I appear to have developed a new addiction.
It started innocently enough. I spent a weekend in the Lake District with a bunch of ultrarunners and was told in no uncertain terms that it would be criminal to leave without summitting* at least one of Wainwright’s 214 peaks.
A month later, I spent a week camping in the Lakes and picked up a copy of Walking the Wainwrights by Stuart Marshall. Flicking through it, I saw that one of the 36 circular walks started a mere mile or so away from our campsite. “Would you mind dreadfully, dearest, darlingest husband,” I asked, “if I deserted you for an hour or eight? It would be criminal to come camping in the Lakes without trying to bag some Wainwrights.” “Of course not, my sweet” he replied. “Nothing would give me more pleasure than spending a day of our first holiday together for years shopping in Keswick all by myself.”

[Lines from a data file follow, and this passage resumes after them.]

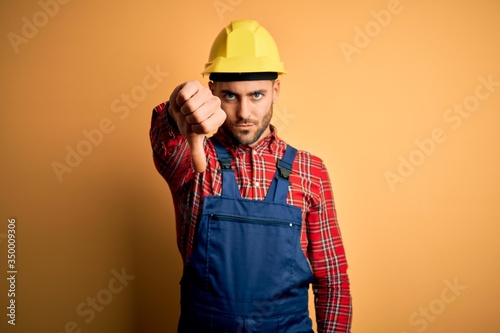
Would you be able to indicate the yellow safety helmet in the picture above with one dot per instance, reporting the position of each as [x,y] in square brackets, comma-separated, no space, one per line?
[244,46]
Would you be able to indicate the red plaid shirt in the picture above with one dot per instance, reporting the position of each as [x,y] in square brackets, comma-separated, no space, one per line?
[255,167]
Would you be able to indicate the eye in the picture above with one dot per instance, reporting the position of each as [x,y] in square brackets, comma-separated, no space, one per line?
[257,95]
[230,96]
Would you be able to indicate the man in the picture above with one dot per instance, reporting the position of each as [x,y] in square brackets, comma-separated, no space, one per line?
[256,222]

Choosing to overlook the tones of heavy sarcasm, I thanked him profusely and set off. An hour and a half later, when I was completely and utterly lost and had yet to find my way to the first of five peaks, I was regretting that decision, but thirty minutes after that, when I’d followed a posse of walkers up a likely looking path and was stood on top of Clough Head looking at some of the most stunning views I’d ever seen, I knew I was hooked.
And so it was that last weekend, I stopped off in the Lake District for a day on my way to Liverpool from London, and completed a second of the circular walks.
2 circular walks down, 34 circular walks to go. Or rather, 12 Wainwrights down, 202 to go. Roll on next summer.
*There is no noun that can’t be verbed.